February 02, 2009

BORN TO BE GOOD

Heard an interesting interview on NPR the other day with the author of Born To Be Good, where he talked about goodness and compassion and how we can basically retrain ourselves to be kinder and more compassionate. He said that in his research he did not find there to be any significant differences in the brain between men and women, however, women had an average of seven times the levels of oxytocin, a hormone which he says makes women more compassionate. As all mothers will tell you, we have even higher levels of oxytocin when we are breastfeeding a newborn. Made me put two and two together. So that's why new mothers can't stomach watching the news and violent films... because their oxytocin levels make them even more compassionate.

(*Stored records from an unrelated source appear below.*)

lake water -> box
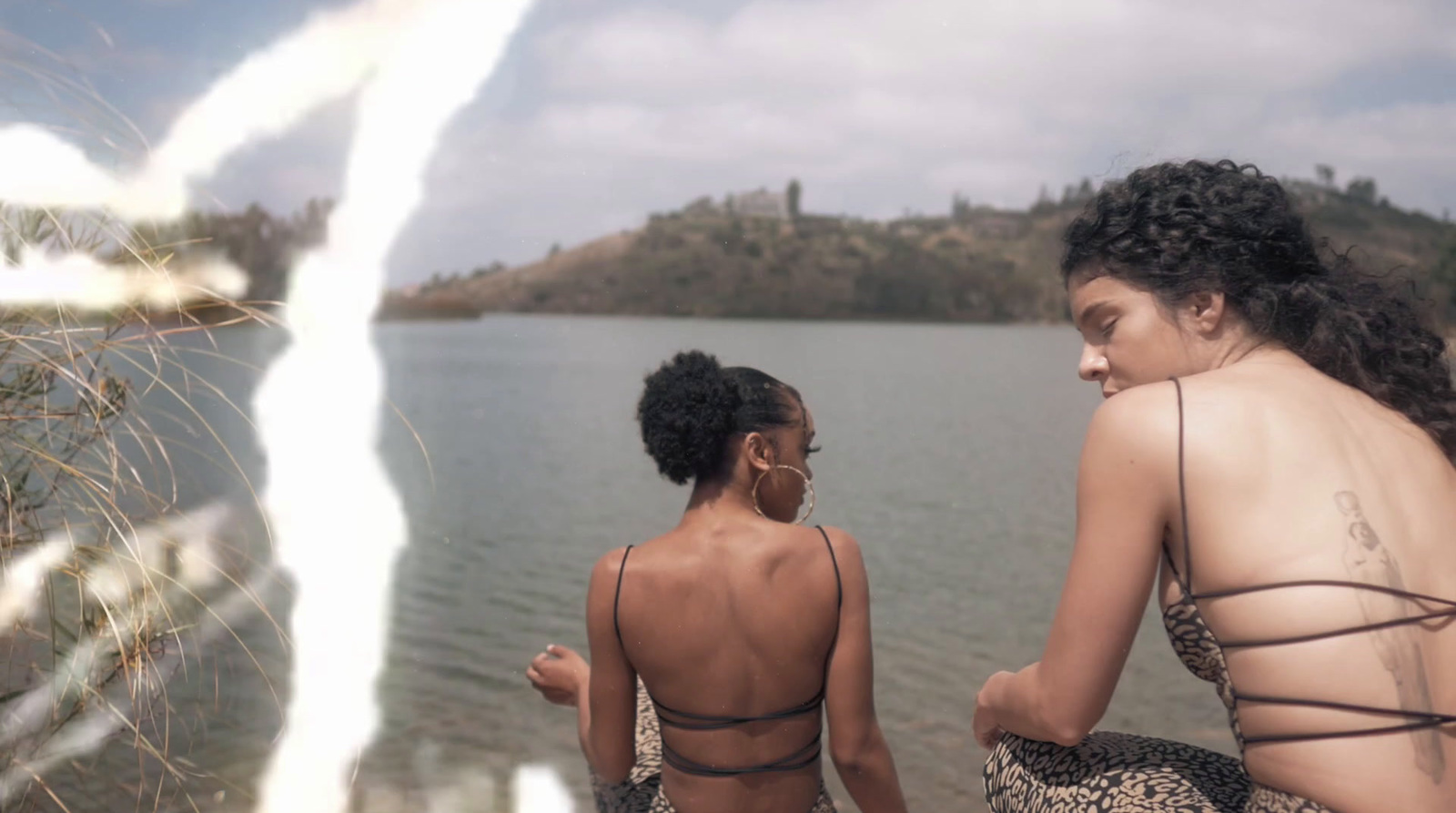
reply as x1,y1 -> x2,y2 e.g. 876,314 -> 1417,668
28,316 -> 1233,811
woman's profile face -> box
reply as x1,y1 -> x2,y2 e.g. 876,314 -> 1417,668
1067,274 -> 1198,398
759,407 -> 814,522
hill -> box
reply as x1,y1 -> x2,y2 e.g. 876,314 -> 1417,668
380,180 -> 1456,322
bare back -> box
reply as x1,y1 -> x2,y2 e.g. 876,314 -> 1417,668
617,517 -> 840,813
1160,362 -> 1456,813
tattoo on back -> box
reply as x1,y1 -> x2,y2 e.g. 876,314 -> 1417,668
1335,491 -> 1446,784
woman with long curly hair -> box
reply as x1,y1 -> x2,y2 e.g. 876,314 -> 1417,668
974,162 -> 1456,813
527,351 -> 905,813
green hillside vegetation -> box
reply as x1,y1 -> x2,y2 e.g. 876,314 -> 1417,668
380,178 -> 1456,322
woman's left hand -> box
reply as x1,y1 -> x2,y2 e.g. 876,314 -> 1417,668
971,672 -> 1012,750
526,644 -> 592,706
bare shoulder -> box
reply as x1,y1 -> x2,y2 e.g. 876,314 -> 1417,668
814,524 -> 864,570
592,545 -> 628,582
1087,381 -> 1179,449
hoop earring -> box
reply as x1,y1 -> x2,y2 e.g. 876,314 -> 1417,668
753,463 -> 814,524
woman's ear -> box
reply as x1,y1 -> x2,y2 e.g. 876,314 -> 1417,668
743,432 -> 774,473
1188,291 -> 1228,335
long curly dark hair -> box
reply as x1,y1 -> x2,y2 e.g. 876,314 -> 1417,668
638,350 -> 804,485
1061,160 -> 1456,456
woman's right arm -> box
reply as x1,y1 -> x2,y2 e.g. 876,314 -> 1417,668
824,529 -> 905,813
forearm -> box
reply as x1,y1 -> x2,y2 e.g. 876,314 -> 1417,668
833,727 -> 905,813
577,676 -> 597,771
976,663 -> 1087,746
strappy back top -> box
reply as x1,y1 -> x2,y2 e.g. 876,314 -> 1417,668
612,526 -> 844,777
1163,379 -> 1456,752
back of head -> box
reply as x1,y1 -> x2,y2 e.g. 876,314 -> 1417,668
1061,160 -> 1456,456
638,350 -> 803,485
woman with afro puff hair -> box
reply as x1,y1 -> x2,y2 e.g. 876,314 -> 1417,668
527,351 -> 905,813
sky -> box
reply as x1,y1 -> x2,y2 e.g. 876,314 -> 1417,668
0,0 -> 1456,284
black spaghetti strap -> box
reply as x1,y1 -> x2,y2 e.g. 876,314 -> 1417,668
1168,376 -> 1192,595
612,545 -> 632,650
1188,578 -> 1456,607
814,524 -> 844,609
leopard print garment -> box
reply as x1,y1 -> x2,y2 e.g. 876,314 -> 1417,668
985,593 -> 1332,813
983,731 -> 1334,813
592,677 -> 839,813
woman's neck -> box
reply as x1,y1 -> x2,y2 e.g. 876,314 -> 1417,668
682,481 -> 755,522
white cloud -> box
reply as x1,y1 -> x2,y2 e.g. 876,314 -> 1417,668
316,0 -> 1456,279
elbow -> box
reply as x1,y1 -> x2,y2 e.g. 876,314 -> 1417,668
584,743 -> 636,786
1051,726 -> 1092,747
828,726 -> 885,774
1038,714 -> 1094,747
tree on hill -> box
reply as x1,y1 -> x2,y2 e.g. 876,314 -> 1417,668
1345,178 -> 1376,206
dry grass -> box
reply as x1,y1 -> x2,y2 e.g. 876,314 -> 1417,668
0,199 -> 286,810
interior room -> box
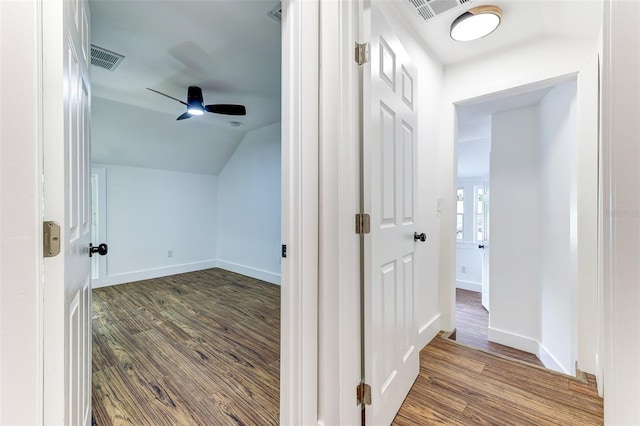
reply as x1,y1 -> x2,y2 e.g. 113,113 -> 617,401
11,0 -> 640,426
90,1 -> 281,424
456,78 -> 597,375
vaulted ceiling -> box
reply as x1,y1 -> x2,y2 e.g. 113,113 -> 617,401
90,0 -> 602,175
90,0 -> 281,175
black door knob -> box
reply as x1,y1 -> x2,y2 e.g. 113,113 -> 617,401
89,243 -> 109,257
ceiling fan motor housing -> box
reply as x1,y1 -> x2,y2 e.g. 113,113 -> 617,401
187,86 -> 204,109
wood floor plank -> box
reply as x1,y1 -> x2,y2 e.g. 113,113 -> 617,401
393,337 -> 603,426
92,269 -> 280,426
455,288 -> 544,367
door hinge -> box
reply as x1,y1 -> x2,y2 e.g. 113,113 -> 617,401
356,43 -> 370,65
356,383 -> 371,405
42,222 -> 60,257
356,213 -> 371,234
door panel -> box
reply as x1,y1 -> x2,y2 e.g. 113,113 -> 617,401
363,4 -> 418,425
43,0 -> 91,425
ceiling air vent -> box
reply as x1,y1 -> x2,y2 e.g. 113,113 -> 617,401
409,0 -> 470,21
267,2 -> 282,23
91,44 -> 124,71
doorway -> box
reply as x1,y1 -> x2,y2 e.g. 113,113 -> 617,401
456,78 -> 595,375
92,2 -> 281,418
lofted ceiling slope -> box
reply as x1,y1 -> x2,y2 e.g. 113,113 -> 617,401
89,0 -> 281,175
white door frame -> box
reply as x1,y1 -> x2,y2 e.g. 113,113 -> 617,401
0,1 -> 43,425
280,0 -> 361,425
280,0 -> 319,425
599,0 -> 640,425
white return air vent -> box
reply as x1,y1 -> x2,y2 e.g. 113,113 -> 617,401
409,0 -> 471,21
91,44 -> 124,71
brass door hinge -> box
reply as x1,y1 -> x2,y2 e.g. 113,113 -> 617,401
356,213 -> 371,234
356,383 -> 371,405
355,43 -> 371,65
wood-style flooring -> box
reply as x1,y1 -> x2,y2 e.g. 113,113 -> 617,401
92,269 -> 280,426
393,337 -> 604,426
455,288 -> 544,367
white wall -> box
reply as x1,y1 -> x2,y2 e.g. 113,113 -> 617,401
438,38 -> 597,332
94,164 -> 217,287
458,138 -> 491,179
538,82 -> 577,374
489,106 -> 540,353
217,123 -> 281,284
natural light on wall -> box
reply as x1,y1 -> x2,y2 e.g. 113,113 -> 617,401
450,5 -> 502,41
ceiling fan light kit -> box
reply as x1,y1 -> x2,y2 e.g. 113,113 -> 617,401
449,5 -> 502,41
147,86 -> 247,120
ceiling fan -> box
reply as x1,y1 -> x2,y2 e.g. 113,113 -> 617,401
147,86 -> 247,120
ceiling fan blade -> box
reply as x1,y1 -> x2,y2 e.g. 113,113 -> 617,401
147,87 -> 187,105
204,104 -> 247,115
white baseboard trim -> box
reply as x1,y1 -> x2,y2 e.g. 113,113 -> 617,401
456,280 -> 482,293
91,260 -> 218,288
489,327 -> 540,355
538,343 -> 575,376
218,259 -> 281,285
418,314 -> 440,350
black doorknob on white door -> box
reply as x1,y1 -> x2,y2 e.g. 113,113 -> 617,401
413,232 -> 427,243
89,243 -> 109,257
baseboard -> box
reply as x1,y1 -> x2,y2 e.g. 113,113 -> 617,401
456,280 -> 482,293
538,343 -> 573,376
418,314 -> 440,350
218,259 -> 281,285
91,260 -> 218,288
489,327 -> 539,355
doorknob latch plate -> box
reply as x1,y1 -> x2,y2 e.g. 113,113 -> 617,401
42,221 -> 60,257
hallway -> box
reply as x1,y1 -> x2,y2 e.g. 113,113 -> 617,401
393,337 -> 603,426
453,288 -> 544,367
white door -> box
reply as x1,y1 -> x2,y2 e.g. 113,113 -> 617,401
478,181 -> 491,312
363,4 -> 424,425
42,0 -> 91,426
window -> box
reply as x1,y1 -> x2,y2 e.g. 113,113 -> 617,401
456,188 -> 464,240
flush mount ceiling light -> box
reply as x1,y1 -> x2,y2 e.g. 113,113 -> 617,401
450,5 -> 502,41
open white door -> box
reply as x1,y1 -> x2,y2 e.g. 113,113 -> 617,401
42,0 -> 91,426
477,180 -> 491,312
363,2 -> 421,425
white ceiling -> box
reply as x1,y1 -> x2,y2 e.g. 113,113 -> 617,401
89,0 -> 281,175
90,0 -> 602,175
392,0 -> 603,66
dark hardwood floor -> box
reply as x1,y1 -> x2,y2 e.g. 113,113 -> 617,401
93,269 -> 602,426
455,288 -> 544,367
92,269 -> 280,426
393,337 -> 604,426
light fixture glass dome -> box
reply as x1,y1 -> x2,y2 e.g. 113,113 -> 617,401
450,5 -> 502,41
187,101 -> 204,115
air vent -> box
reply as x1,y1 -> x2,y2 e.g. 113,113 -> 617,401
267,2 -> 282,23
409,0 -> 470,21
91,44 -> 124,71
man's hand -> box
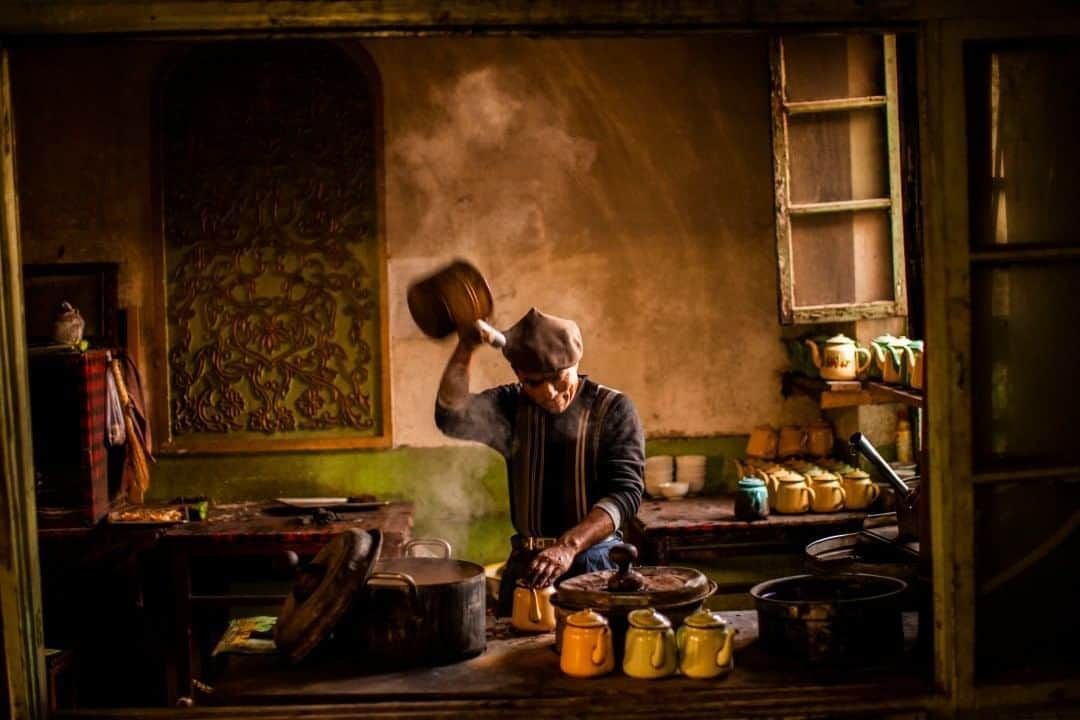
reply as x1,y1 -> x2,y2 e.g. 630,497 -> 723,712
527,543 -> 577,587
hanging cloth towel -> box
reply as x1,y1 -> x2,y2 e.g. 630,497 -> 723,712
109,357 -> 150,504
105,365 -> 127,448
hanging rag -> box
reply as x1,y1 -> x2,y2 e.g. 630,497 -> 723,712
105,365 -> 127,448
109,357 -> 152,504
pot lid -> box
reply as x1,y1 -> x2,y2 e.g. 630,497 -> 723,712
555,566 -> 715,611
683,608 -> 728,628
273,528 -> 382,663
630,608 -> 672,630
566,610 -> 607,627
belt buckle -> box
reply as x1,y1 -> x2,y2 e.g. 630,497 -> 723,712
522,538 -> 557,551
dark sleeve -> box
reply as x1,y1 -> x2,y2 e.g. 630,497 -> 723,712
435,385 -> 518,457
593,393 -> 645,522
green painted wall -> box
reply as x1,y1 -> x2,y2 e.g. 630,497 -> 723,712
149,435 -> 746,563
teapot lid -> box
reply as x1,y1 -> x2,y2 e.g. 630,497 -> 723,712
566,609 -> 607,627
629,608 -> 672,630
683,608 -> 728,628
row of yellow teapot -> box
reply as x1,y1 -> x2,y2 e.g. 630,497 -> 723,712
787,334 -> 926,390
739,459 -> 880,515
559,608 -> 735,680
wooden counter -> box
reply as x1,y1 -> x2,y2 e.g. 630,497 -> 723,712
627,495 -> 866,565
206,612 -> 930,718
161,500 -> 413,703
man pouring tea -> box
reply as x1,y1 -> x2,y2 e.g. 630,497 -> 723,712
435,308 -> 645,615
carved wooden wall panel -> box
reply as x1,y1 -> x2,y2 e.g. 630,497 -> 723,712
161,41 -> 388,450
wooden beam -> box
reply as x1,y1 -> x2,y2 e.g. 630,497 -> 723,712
787,198 -> 892,215
784,95 -> 886,116
0,0 -> 1075,35
0,49 -> 46,720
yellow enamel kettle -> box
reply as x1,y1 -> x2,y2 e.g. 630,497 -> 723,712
558,610 -> 615,678
510,580 -> 555,633
806,334 -> 870,380
622,608 -> 678,680
675,608 -> 735,679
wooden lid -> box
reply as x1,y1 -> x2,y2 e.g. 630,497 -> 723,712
273,528 -> 382,663
556,566 -> 715,612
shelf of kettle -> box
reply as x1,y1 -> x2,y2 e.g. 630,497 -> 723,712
784,334 -> 926,408
735,458 -> 885,515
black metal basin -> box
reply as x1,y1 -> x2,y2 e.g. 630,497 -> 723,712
750,572 -> 907,665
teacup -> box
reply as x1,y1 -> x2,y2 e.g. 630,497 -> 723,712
843,470 -> 881,510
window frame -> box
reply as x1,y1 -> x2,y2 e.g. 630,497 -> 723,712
769,33 -> 907,325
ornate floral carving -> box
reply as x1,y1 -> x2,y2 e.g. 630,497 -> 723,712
162,41 -> 380,444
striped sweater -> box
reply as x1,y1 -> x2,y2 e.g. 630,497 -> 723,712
435,376 -> 645,538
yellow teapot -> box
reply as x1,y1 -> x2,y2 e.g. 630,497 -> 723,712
675,608 -> 735,679
558,610 -> 615,678
810,470 -> 847,513
843,470 -> 881,510
777,473 -> 814,515
805,334 -> 870,380
622,608 -> 678,680
510,580 -> 555,633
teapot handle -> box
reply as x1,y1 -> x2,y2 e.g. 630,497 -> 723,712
649,631 -> 667,670
473,320 -> 507,350
529,587 -> 543,623
855,348 -> 874,375
590,626 -> 611,665
716,627 -> 738,667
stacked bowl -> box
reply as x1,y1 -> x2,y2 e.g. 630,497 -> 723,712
675,456 -> 705,495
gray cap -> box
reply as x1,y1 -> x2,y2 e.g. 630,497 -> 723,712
502,308 -> 582,372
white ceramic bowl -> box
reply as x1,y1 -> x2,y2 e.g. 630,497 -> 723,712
675,456 -> 705,473
660,483 -> 690,500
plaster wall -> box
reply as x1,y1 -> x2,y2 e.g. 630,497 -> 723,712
15,36 -> 812,446
13,35 -> 816,556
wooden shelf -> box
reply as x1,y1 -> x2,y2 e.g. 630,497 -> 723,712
781,372 -> 922,410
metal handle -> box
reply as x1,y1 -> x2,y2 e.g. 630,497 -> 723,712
474,320 -> 507,350
403,538 -> 454,560
367,571 -> 420,602
848,433 -> 912,500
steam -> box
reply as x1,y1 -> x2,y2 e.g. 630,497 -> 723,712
391,67 -> 596,262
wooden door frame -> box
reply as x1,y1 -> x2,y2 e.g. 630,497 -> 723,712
0,0 -> 1080,718
919,11 -> 1080,714
0,47 -> 46,718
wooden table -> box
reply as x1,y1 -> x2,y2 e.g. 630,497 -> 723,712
200,612 -> 930,719
629,495 -> 866,565
162,501 -> 413,702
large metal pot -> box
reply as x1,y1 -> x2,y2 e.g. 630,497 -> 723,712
406,260 -> 507,348
274,529 -> 485,668
750,572 -> 907,664
339,540 -> 486,667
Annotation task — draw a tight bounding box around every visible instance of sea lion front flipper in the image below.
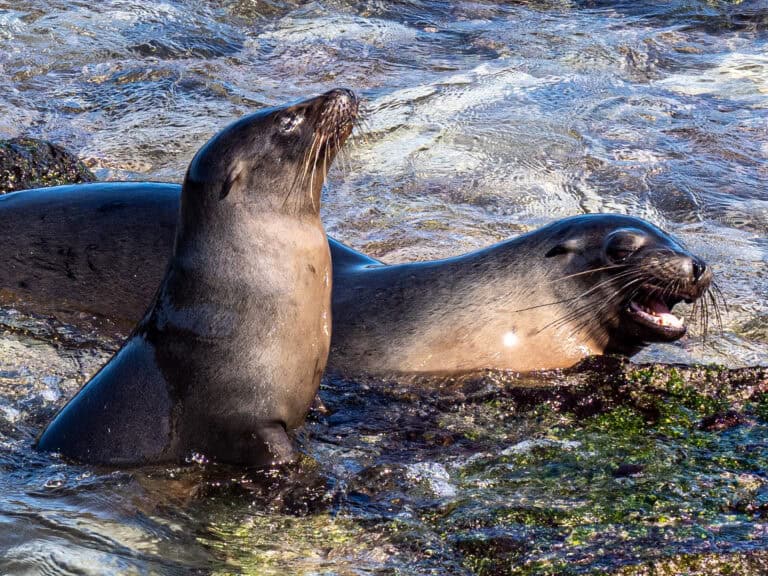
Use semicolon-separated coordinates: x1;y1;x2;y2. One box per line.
259;422;296;466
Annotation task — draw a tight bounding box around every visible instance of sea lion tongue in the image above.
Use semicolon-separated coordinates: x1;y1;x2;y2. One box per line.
631;298;684;328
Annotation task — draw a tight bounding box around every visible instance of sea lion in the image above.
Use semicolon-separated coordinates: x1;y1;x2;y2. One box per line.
37;90;357;466
329;214;712;375
0;183;712;374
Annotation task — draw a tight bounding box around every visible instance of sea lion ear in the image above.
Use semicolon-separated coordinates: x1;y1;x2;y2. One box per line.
544;238;584;258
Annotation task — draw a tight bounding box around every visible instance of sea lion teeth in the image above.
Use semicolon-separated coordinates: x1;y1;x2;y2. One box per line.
630;300;685;328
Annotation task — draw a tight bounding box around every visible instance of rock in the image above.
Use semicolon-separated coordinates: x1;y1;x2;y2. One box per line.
0;138;96;194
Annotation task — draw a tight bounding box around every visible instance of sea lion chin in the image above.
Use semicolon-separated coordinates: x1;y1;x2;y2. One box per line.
37;90;357;466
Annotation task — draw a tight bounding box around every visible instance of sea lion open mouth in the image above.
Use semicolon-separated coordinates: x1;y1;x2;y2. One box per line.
626;286;693;339
604;229;712;342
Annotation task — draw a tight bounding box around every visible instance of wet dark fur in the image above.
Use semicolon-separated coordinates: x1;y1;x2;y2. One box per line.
34;91;356;466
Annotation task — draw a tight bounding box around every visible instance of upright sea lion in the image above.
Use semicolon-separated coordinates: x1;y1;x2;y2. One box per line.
37;90;357;465
0;183;711;373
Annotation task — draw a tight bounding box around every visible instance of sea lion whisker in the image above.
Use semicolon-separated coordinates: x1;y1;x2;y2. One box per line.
706;289;723;332
537;277;643;333
510;270;635;314
550;264;628;284
711;280;730;315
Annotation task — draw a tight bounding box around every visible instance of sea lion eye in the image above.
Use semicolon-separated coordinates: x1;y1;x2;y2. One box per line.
278;113;304;134
604;228;646;263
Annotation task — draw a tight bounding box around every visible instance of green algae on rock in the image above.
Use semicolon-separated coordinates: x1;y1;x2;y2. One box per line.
0;138;96;194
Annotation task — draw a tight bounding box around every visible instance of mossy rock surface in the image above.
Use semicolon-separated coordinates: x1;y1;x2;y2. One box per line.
0;138;96;194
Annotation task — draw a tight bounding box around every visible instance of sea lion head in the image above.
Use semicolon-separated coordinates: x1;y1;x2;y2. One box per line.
181;89;358;228
546;214;717;355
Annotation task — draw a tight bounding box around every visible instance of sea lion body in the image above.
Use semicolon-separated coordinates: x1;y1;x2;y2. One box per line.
329;214;711;375
37;90;356;466
0;195;711;374
0;182;181;333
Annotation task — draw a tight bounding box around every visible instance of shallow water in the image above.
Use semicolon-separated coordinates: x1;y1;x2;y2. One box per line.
0;0;768;574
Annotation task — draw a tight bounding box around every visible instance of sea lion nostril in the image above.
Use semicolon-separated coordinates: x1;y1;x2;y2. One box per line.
691;258;707;282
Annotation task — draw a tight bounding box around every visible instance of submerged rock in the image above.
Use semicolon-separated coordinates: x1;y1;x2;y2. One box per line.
0;138;96;194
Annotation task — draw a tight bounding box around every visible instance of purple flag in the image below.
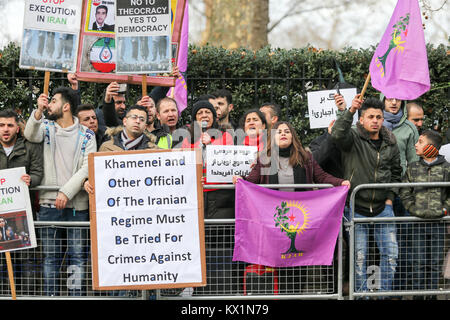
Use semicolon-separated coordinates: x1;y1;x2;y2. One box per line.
233;179;348;267
369;0;430;100
167;0;189;113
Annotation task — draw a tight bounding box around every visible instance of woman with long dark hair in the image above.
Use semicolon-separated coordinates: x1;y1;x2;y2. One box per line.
237;109;269;152
233;121;350;191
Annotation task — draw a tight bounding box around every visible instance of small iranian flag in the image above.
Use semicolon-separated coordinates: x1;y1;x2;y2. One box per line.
90;37;116;73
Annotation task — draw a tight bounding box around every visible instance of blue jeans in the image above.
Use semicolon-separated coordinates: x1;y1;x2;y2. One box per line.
412;221;445;290
345;205;398;292
38;206;89;296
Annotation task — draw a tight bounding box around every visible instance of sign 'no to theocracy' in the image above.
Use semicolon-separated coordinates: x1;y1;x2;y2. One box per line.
89;150;206;290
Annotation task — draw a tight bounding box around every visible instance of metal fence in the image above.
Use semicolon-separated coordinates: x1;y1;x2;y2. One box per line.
344;182;450;300
0;183;450;300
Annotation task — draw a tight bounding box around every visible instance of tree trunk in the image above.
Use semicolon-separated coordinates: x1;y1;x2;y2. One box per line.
202;0;269;50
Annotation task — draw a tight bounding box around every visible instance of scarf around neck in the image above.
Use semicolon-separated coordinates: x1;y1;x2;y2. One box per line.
383;109;403;131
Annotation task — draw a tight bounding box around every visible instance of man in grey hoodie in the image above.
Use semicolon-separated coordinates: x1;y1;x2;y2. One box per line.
24;87;97;296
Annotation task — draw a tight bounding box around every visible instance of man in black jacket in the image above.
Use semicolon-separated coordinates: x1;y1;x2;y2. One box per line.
331;94;402;298
0;109;44;187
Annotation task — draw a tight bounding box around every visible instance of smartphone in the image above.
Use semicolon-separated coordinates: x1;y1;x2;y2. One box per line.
117;83;127;93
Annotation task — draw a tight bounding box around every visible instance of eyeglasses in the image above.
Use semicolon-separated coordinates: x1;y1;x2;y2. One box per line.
127;114;147;122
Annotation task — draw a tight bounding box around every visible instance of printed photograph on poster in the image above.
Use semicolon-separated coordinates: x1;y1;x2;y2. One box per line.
0;167;37;252
85;0;115;33
20;29;78;72
0;211;31;252
80;36;116;73
117;36;172;73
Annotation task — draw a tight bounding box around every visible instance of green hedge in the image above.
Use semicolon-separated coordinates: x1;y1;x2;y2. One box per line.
0;43;450;143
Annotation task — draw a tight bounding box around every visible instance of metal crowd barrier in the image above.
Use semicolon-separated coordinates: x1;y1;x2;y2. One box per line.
0;184;342;300
344;182;450;300
0;183;450;300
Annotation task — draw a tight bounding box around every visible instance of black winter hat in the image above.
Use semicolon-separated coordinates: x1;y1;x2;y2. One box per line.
192;100;217;121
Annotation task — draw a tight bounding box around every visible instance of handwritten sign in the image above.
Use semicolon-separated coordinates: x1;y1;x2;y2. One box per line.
116;0;172;74
0;167;36;252
308;88;357;129
206;145;258;183
89;150;206;290
19;0;82;72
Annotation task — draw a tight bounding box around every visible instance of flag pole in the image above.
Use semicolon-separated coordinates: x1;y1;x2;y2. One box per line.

Now that makes sense to me!

Summary from Amazon.com "A new examination of the surprising origins of human goodness. In Born to Be Good, Dacher Keltner demonstrates that humans are not hardwired to lead lives that are "nasty, brutish, and short"—we are in fact born to be good. He investigates an old mystery of human evolution: why have we evolved positive emotions like gratitude, amusement, awe, and compassion that promote ethical action and are the fabric of cooperative societies?

By combining stories of scientific discovery, personal narrative, and Eastern philosophy, Keltner illustrates his discussions with more than fifty photographs of human emotions. Born to Be Good is a profound study of how emotion is the key to living the good life and how the path to happiness goes through human emotions that connect people to one another."